Skirt steak. Especially done right, the way you get it in an Argentine or Uruguayan restaurant. Also great as part of the mixed grill, with prime rib, sweetbreads, blood sausage, and various other bits and pieces of meat.
Filet Mignon with my wife’s marinade, wrapped in bacon, and bbq’d by me.
Everything else is just filler.
There isn’t a difference.
Some would argue that a KC strip is just a NY strip with the bone in.
And some would argue that New Yorkers wouldn’t eat something called a Kansas City strip. (Because ya’ know rubes.) So they called it a NY strip instead.
Porterhouse in a restaurant because they look cool and taste good, and in the hopes the line cook respects the sheer Garnerity of the steak and cooks it good. I’d take two strips in exchange, though.
Ribeye is supposed to technically have a more beefy flavor, known to all as due to the spinalis dorsi, but I buy strips when I eat the cow, just because of their omnipresence and compact essence of cow.
I rarely if ever order steak in a restuarant but at home ribeye from a local source. Grass fed and no hormones. Whacked HARD with a wooden mallet twice per side and cooked medium rare on the BBQ.
Why would you marinade a fillet? Leave it in the marinade a bit too long and you get cow pudding. No?
Anyway, my go-to cut is a ribeye, but lately I’ve been experimenting with doing sous vide on alternate cuts, and a couple of times I’ve gotten extremely nice results doing sous vide on a thick top sirloin for an hour or so, then pan finishing. When I’ve done it right (or perhaps gotten an especially good cut) the steak was very tender and the flavor was an indescribable, very intense steak flavor. Highly recommended for you beer-cooler sous viders.
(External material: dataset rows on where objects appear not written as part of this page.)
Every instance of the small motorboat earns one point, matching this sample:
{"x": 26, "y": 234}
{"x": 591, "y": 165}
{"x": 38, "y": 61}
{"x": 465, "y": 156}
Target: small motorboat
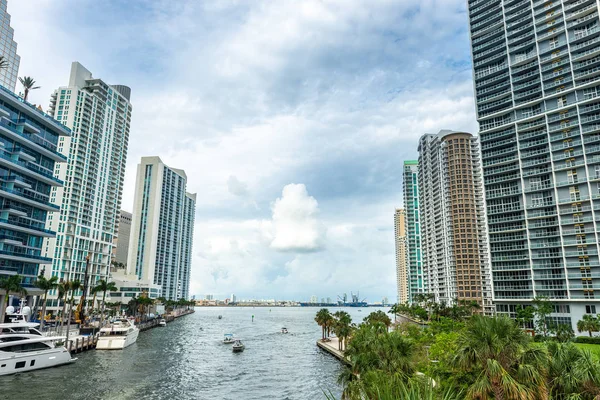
{"x": 238, "y": 346}
{"x": 228, "y": 339}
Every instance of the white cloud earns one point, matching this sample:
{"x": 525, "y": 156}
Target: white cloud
{"x": 295, "y": 223}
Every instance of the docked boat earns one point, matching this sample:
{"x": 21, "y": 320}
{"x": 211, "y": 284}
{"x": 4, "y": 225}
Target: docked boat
{"x": 117, "y": 335}
{"x": 238, "y": 346}
{"x": 24, "y": 348}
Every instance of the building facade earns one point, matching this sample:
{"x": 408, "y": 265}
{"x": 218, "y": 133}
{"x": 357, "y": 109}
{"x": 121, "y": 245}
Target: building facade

Chicken is handled differently around the world as well. In the US I’m used to obvious parts; thighs, legs, breasts, wings. In the Caribbean, they just take a whole bird and clever it into uniform sized pieces.
I’m right there with you.
I’ve only had (or really even seen) sweetbreads once, that at a South Texas hunting ranch where it was cooked almost to a crisp. They were having a hard time explaining in broken english just what it was other than ‘organ’, but without question it was absolutely delicious.